AWS shared that the root cause of this issue was a latent software defect in AWS AppMesh. Platform applications that run on the Kubernetes cluster are configured to use AWS AppMesh, which generates DNS requests via AppMesh Proxy, where the Kubernetes cluster was configured with only IPv4 mode, with CoreDNS set to return “non-existent domain” (NXDOMAIN) for IPv6 endpoints (AAAA Record). However, AppMesh Proxy’s default configuration is to try an IPv6 endpoint and then an IPv4 endpoint for every DNS lookup, which doubled the number of DNS requests made to CoreDNS. The doubling of DNS requests led to a backlog of requests, and as a result, AppMesh Proxy began to reuse an existing UDP socket between it and the CoreDNS pod.
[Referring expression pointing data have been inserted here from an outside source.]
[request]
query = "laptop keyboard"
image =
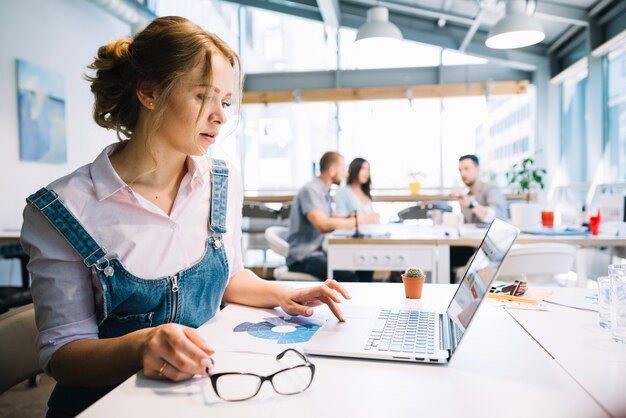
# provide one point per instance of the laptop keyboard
(403, 331)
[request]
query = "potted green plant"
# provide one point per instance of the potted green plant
(414, 181)
(524, 177)
(413, 279)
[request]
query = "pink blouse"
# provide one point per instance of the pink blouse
(147, 241)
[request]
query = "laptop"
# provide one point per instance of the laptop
(414, 335)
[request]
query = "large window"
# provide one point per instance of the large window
(616, 113)
(574, 128)
(282, 143)
(276, 42)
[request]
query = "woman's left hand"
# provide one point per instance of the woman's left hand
(301, 301)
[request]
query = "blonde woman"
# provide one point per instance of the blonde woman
(131, 252)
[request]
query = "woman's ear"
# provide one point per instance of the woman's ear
(147, 93)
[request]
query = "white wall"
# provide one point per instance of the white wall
(62, 35)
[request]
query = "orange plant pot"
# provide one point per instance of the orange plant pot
(413, 286)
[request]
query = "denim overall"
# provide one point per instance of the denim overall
(130, 303)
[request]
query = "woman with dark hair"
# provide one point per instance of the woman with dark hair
(356, 195)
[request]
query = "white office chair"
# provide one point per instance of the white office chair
(539, 262)
(277, 238)
(19, 358)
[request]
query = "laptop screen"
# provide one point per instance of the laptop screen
(480, 274)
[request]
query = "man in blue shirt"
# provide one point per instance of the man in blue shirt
(312, 216)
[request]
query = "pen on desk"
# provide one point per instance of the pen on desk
(504, 296)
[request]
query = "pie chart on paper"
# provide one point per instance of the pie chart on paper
(283, 329)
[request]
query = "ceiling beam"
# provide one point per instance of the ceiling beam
(387, 77)
(330, 12)
(433, 14)
(387, 93)
(293, 8)
(560, 13)
(472, 30)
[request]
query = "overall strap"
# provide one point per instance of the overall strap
(219, 196)
(52, 207)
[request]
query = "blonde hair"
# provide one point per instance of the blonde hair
(167, 49)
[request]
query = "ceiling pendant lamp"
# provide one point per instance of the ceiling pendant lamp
(378, 26)
(516, 29)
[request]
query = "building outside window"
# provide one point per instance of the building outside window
(574, 128)
(616, 113)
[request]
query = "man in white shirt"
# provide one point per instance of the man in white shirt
(485, 200)
(482, 203)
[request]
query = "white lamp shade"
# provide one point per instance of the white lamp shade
(378, 25)
(515, 31)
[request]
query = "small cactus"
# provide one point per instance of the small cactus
(414, 272)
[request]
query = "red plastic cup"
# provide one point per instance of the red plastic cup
(594, 224)
(547, 219)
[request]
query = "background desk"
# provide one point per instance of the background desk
(498, 370)
(429, 248)
(10, 236)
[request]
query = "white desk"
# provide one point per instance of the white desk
(498, 370)
(9, 236)
(429, 248)
(584, 349)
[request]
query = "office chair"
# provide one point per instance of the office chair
(538, 261)
(14, 296)
(19, 358)
(256, 218)
(277, 238)
(423, 210)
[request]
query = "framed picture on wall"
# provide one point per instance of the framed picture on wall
(41, 108)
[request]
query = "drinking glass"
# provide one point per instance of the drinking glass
(604, 301)
(617, 273)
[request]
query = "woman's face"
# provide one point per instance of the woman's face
(364, 173)
(178, 128)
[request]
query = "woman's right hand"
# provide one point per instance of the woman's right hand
(175, 352)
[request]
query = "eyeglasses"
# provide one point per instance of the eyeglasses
(233, 386)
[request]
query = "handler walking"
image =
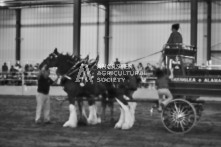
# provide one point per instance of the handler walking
(42, 97)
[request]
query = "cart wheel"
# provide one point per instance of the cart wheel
(179, 116)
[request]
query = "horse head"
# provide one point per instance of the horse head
(51, 60)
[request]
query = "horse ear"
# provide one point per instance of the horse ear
(56, 51)
(97, 59)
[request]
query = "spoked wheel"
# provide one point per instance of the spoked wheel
(179, 116)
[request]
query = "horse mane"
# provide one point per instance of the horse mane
(65, 62)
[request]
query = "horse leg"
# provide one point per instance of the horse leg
(120, 122)
(104, 106)
(127, 114)
(72, 121)
(112, 110)
(93, 119)
(132, 107)
(82, 114)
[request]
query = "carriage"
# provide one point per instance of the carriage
(189, 83)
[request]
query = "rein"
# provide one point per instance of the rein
(144, 57)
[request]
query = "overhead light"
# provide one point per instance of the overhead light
(2, 4)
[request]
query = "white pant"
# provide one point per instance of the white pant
(164, 92)
(43, 104)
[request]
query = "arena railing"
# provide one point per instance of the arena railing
(20, 78)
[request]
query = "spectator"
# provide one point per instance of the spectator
(26, 67)
(148, 68)
(12, 69)
(162, 84)
(140, 67)
(117, 63)
(31, 68)
(175, 36)
(42, 97)
(36, 66)
(4, 67)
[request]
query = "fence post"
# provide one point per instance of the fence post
(23, 81)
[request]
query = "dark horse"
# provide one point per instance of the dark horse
(87, 86)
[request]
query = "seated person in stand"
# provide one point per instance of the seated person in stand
(162, 84)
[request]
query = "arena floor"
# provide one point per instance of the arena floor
(17, 128)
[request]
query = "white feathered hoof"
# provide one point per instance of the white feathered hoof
(93, 119)
(118, 125)
(69, 124)
(72, 121)
(128, 119)
(126, 126)
(121, 120)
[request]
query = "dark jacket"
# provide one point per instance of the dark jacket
(44, 84)
(175, 37)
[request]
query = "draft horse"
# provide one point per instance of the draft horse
(69, 66)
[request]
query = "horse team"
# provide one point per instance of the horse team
(79, 79)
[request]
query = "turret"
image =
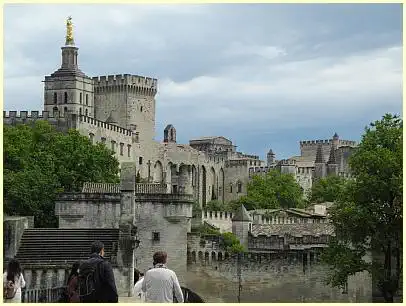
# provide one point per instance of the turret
(68, 89)
(319, 164)
(170, 134)
(241, 225)
(270, 158)
(332, 167)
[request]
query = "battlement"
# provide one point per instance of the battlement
(33, 115)
(236, 163)
(217, 215)
(316, 142)
(287, 162)
(102, 124)
(311, 143)
(138, 84)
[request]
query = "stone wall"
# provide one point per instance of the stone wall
(163, 222)
(82, 210)
(13, 229)
(57, 276)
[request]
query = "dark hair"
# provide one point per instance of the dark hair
(160, 257)
(137, 275)
(97, 246)
(13, 270)
(74, 271)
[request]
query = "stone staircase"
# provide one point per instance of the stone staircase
(64, 246)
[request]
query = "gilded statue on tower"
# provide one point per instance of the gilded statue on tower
(69, 32)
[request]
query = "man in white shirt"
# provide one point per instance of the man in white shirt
(161, 284)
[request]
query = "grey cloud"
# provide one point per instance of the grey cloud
(269, 68)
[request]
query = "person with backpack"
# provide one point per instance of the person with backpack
(161, 284)
(96, 282)
(13, 282)
(72, 286)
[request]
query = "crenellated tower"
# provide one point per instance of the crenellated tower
(131, 98)
(319, 164)
(68, 89)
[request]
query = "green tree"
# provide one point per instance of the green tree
(273, 190)
(214, 205)
(40, 162)
(231, 243)
(327, 189)
(368, 215)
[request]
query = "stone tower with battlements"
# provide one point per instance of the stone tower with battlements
(68, 89)
(131, 98)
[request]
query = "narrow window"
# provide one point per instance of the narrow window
(91, 137)
(239, 187)
(121, 148)
(156, 237)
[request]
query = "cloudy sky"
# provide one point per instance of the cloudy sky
(265, 76)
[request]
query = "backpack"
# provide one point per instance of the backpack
(10, 290)
(72, 290)
(89, 281)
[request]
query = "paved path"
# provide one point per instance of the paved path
(126, 299)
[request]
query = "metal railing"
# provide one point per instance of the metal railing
(49, 295)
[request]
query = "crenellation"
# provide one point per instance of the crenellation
(104, 125)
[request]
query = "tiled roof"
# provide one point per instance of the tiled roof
(101, 188)
(295, 229)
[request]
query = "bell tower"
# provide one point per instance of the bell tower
(69, 90)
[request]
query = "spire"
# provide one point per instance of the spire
(332, 157)
(319, 155)
(69, 32)
(69, 65)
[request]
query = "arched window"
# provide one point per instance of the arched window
(239, 187)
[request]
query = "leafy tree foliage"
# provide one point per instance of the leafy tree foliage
(214, 205)
(327, 189)
(273, 190)
(368, 214)
(40, 162)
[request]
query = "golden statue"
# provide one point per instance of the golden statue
(69, 32)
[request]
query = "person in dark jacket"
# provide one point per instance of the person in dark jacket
(106, 291)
This triggered the underlying defect, which caused most requests to “stick” to that pod, resulting in more traffic than it could handle.

Aftermath

Due to this incident, there is a backlog of tasks to clean up and patches for the BAU by our Day2Ops team.
AWS is following up with updating the AppMesh documentation to guide customers to configure their IPv4/IPv6 preferences
AWS will also fix the defect in AWS AppMesh to limit the
requests made on a single UDP socket.

Key Takeaway

Comprehensive Troubleshooting Approach: Thorough investigation, which examined various layers of infrastructure, including Kubernetes (EKS Fargate), service mesh (AWS AppMesh), DNS resolution (CoreDNS), and microservice configurations, helped to identify the root cause of the issue.
Importance of Observability: Our platform's emphasis on observability, with monitoring and dashboarding, played a crucial role in identifying anomalies and guiding their troubleshooting efforts. Observability tools provided insights into resource contention and helped validate the impact of their interventions.
Vendor Support Collaboration: Engaging with AWS support enabled the platform to leverage the expertise of AWS teams in diagnosing and resolving issues. Collaborating with the vendor expedited the troubleshooting process and led to the identification of the latent software defect in AWS AppMesh.

Finally, thanks to everyone who helped resolve this incident. Kudos to the DevOps Team (Alvin Siew, Peng Hiang Low, Ankit, MingSheng, DJ, and Sella)!!! Finally, we have a good night’s sleep after many sleepless nights.